Imaging Multistep s-Triazine Oligomerization via Cobalt-Assisted Deamination and Selective C–C Coupling

Polymerizing monomer precursors to form monolayer carbon nitrides with determined C/N stoichiometries and tailored properties is intimately related to an in-depth understanding of the reaction paths. However, fundamental details related to molecular-level mechanisms remain largely unexplored because of the challenges associated with real-space visualization of early-stage polymerization processes involving C/N/H activation, stabilization, and evolution of intermediate states. Herein, we characterize the multistep reactions of melamine in the presence of coadsorbed cobalt on Au(111), using bond-resolved scanning probe microscopy (SPM) combined with density functional theory (DFT) calculations.
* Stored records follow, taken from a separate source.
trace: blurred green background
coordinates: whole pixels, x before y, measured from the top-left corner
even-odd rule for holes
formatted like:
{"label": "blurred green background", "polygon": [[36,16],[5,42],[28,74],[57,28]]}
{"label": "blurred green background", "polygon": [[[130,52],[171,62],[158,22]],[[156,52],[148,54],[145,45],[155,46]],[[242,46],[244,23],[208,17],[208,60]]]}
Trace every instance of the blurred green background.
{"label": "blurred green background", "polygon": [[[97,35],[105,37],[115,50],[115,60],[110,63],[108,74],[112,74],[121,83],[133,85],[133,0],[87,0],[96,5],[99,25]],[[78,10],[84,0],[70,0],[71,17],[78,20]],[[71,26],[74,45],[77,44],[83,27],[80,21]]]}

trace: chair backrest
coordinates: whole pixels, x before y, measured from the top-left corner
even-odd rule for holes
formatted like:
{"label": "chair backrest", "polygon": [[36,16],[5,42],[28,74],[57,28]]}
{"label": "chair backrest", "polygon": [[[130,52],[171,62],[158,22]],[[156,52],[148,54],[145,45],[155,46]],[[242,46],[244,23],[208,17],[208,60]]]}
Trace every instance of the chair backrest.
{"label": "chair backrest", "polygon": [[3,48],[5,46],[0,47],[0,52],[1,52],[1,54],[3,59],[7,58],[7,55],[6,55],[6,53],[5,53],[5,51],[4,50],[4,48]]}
Step-by-step evolution of on-surface-generated intermediate states have been monitored in real space; i.e., the initial step involves the condensation of melamine monomers to afford s-triazine tetramers, which further transform into C–C-linked octamers and longer oligomers. Furthermore, we demonstrate how the formation of the Au–Co–N motif influences the coplanar and out-of-plane configurations of reaction intermediates, therefore affecting C–N cleavage and C–C coupling. Our findings provide mechanistic insights into the preparation of monolayer carbon nitrides with predictable structures.